8. Toni Morrison’s bluest eye
Toni Morrison’s “The Bluest Eye” follows 11-year-old Pecola Breedlove, a black girl growing up in Ohio in 1941. The title comes from Pecola’s wish to have blue eyes, to escape the phrase “ugly.” for her dark skin; the novel itself focuses on the racism and tragedy that fuel Pecola’s desire to appear different.
The book, first published in 1970 by Holt, Reinhardt and Winston, is considered a classic. It won the Nobel Prize for Literature in 1993 and is a national bestseller.
The book was contested and banned for several decades, and was the 10th most banned book on the ALA’s “100 Most Banned and Contested Books” list for 2010-2019. He was 15th on the list for 2000-2009 and 34th on the list for 1990-1999.

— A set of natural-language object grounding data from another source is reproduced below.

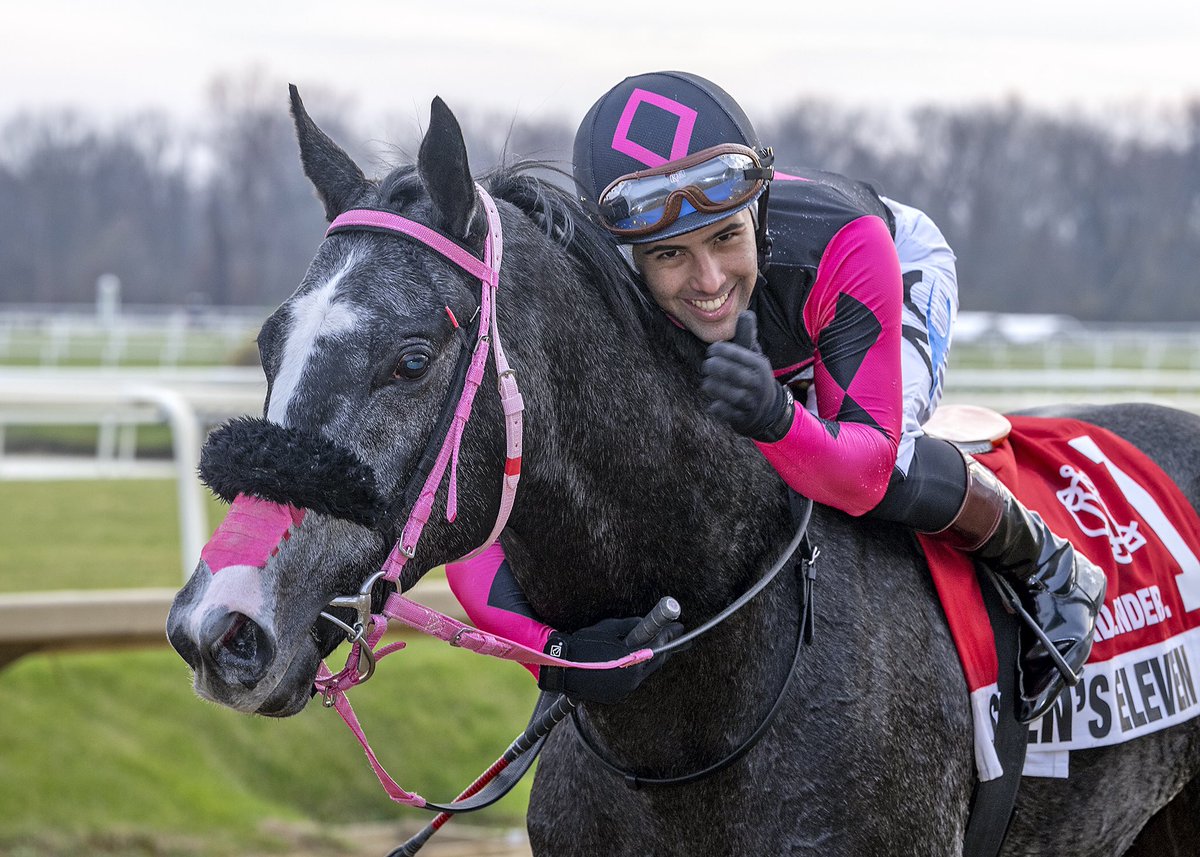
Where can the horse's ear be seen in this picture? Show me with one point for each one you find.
(339, 181)
(443, 167)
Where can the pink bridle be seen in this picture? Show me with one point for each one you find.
(371, 627)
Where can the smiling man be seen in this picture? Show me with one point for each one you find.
(810, 286)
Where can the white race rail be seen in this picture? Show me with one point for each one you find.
(185, 400)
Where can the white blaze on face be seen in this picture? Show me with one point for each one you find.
(312, 316)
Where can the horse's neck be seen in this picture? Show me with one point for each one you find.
(630, 492)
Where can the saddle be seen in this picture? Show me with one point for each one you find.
(1129, 519)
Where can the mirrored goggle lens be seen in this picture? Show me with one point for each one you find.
(727, 179)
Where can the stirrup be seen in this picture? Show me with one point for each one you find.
(1013, 603)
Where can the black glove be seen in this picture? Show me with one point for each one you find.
(601, 641)
(743, 388)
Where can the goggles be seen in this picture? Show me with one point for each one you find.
(717, 179)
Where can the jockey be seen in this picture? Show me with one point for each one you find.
(827, 310)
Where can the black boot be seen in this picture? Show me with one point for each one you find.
(1060, 588)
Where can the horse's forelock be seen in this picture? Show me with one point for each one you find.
(568, 225)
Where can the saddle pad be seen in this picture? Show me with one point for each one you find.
(1128, 517)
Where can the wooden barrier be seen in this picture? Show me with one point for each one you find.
(119, 618)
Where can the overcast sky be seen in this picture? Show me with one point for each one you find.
(552, 59)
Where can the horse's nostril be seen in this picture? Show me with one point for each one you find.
(241, 649)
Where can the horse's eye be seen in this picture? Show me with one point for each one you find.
(411, 366)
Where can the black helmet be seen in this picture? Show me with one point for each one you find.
(651, 120)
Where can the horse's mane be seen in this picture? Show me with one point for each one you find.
(568, 223)
(564, 221)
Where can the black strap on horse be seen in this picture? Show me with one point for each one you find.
(993, 804)
(802, 510)
(552, 708)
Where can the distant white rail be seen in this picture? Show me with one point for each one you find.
(1017, 389)
(186, 401)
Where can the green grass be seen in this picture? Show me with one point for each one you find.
(113, 754)
(90, 534)
(97, 744)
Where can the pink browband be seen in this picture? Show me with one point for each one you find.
(402, 609)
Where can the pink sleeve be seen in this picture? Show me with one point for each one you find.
(508, 615)
(844, 456)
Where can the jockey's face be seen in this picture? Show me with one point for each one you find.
(703, 279)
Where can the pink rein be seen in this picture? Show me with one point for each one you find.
(397, 606)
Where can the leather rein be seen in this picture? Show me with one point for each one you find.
(370, 627)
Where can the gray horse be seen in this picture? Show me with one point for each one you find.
(630, 491)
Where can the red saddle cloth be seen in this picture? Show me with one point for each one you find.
(1128, 517)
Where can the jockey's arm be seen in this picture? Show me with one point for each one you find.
(493, 601)
(844, 454)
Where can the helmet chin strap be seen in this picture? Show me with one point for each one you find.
(761, 238)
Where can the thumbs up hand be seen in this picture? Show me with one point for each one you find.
(742, 387)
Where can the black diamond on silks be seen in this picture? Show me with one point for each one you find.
(846, 340)
(252, 456)
(853, 412)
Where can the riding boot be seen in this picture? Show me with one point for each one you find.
(1059, 587)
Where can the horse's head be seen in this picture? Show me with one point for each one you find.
(360, 363)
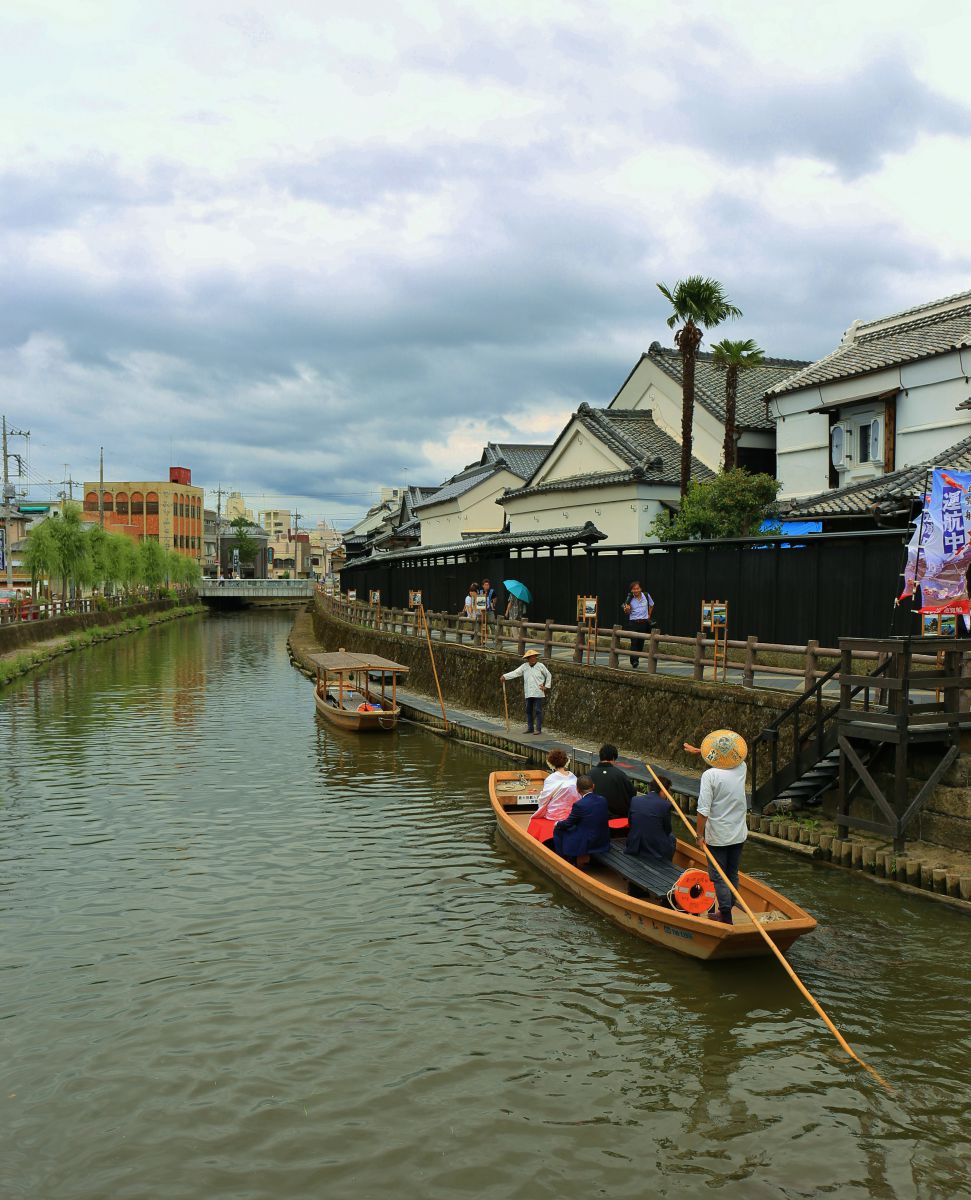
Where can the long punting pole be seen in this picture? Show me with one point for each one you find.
(424, 621)
(771, 945)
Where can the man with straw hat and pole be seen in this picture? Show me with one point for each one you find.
(535, 679)
(721, 809)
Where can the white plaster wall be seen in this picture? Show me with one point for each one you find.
(802, 453)
(475, 511)
(649, 388)
(579, 454)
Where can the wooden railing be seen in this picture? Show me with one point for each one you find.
(27, 610)
(615, 642)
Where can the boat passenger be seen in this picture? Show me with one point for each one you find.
(556, 799)
(651, 834)
(721, 810)
(612, 784)
(586, 829)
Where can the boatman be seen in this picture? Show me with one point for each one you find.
(535, 682)
(721, 809)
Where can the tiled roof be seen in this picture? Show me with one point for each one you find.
(887, 491)
(567, 535)
(521, 459)
(636, 437)
(709, 383)
(918, 333)
(460, 484)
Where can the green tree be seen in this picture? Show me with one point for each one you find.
(696, 304)
(153, 564)
(733, 357)
(245, 541)
(59, 549)
(733, 504)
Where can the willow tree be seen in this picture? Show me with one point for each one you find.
(696, 304)
(732, 358)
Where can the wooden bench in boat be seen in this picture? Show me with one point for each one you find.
(651, 874)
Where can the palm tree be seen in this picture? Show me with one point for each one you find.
(732, 358)
(696, 301)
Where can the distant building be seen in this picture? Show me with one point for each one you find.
(235, 508)
(892, 396)
(168, 513)
(275, 521)
(654, 385)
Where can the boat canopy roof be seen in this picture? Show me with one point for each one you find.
(348, 660)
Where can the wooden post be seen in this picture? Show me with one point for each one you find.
(699, 657)
(615, 640)
(748, 671)
(652, 652)
(811, 648)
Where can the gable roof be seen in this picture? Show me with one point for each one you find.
(522, 459)
(894, 491)
(905, 336)
(709, 383)
(460, 484)
(651, 455)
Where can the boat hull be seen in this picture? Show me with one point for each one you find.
(383, 721)
(696, 937)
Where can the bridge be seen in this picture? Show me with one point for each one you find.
(265, 593)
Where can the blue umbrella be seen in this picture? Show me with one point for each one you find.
(519, 591)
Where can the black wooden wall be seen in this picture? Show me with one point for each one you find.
(789, 591)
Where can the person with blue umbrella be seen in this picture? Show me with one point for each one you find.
(519, 598)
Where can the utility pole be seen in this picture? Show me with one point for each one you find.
(70, 484)
(7, 513)
(295, 551)
(219, 531)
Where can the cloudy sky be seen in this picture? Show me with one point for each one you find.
(307, 249)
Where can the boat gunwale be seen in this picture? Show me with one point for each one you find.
(796, 923)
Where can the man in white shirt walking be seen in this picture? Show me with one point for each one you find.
(535, 682)
(721, 810)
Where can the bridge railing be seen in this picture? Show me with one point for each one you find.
(775, 664)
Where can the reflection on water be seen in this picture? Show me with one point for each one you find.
(246, 955)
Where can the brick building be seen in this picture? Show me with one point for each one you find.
(168, 513)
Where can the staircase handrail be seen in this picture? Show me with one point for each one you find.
(823, 715)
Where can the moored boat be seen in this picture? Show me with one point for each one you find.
(346, 691)
(635, 898)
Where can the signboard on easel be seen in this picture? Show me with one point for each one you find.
(714, 621)
(586, 616)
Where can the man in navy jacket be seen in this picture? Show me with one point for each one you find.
(586, 829)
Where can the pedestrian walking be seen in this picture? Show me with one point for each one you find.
(535, 683)
(637, 609)
(721, 810)
(492, 617)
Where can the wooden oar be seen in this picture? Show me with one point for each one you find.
(768, 941)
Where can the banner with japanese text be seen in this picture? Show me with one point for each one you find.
(940, 550)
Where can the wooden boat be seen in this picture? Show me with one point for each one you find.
(647, 913)
(347, 696)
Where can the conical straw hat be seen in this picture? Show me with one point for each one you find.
(724, 748)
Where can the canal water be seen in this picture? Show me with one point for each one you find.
(247, 957)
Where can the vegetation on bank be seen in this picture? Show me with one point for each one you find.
(77, 553)
(16, 665)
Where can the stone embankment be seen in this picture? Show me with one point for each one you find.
(643, 717)
(27, 646)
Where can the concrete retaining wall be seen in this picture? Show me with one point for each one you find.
(28, 633)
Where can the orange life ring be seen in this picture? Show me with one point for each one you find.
(694, 892)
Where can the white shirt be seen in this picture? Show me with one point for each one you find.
(723, 802)
(535, 676)
(558, 796)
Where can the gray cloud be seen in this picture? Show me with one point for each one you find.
(851, 123)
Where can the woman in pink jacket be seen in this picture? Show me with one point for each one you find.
(556, 799)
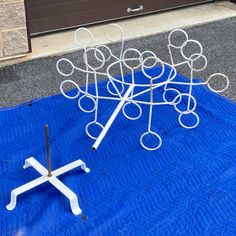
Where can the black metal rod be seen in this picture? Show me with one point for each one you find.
(48, 151)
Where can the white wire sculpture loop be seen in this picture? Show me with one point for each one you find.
(86, 97)
(64, 73)
(132, 117)
(145, 81)
(86, 61)
(188, 110)
(212, 77)
(73, 83)
(157, 60)
(90, 124)
(197, 57)
(126, 59)
(180, 32)
(191, 41)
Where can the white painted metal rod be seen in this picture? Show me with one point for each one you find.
(112, 118)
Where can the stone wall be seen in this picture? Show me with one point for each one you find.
(13, 32)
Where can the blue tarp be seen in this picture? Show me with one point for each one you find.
(187, 187)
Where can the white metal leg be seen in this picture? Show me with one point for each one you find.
(112, 118)
(31, 162)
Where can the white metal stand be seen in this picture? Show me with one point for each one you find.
(31, 162)
(121, 88)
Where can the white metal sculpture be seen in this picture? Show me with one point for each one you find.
(123, 87)
(51, 177)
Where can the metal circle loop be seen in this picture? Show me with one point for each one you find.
(155, 135)
(86, 97)
(170, 89)
(181, 95)
(64, 93)
(214, 75)
(96, 50)
(125, 60)
(157, 60)
(116, 93)
(174, 32)
(109, 52)
(188, 42)
(67, 61)
(192, 60)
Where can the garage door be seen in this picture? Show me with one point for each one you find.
(50, 15)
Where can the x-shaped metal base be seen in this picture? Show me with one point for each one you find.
(31, 162)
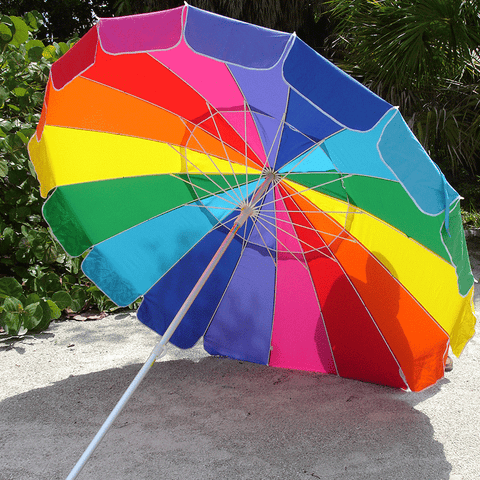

As of 2021, the book has been frequently “banned and challenged because it depicts child sexual abuse and was considered sexually explicit,” according to the ALA.
9. This Book Is Gay by Juno Dawson
“This Book is Gay” by Juno Dawson is a non-fiction book on sexuality and gender, “for anyone who has ever dared to ask questions” about the topics, regardless of their own sexuality and background. genre, according to the book’s publisher Sourcebooks.
The book, published in 2014, was voted best book of the year by the Guardian in 2018.
In 2021, the book has been frequently “banned, challenged, moved, and restricted for providing sex education and LGBTQIA+ content,” according to ALA.
10. Beyond Magenta by Susan Kuklin
“Beyond Magenta” by Susan Kuklin is a non-fiction book featuring interviews with six transgender or neutral teenagers, describing their lives before, during and after their transitions.
The book, published in 2014, received star-studded reviews from Booklist and Kirkus Reviews.
In 2021, the book was frequently “banned and challenged for LGBTQIA+ content and because it was considered sexually explicit,” according to the ALA.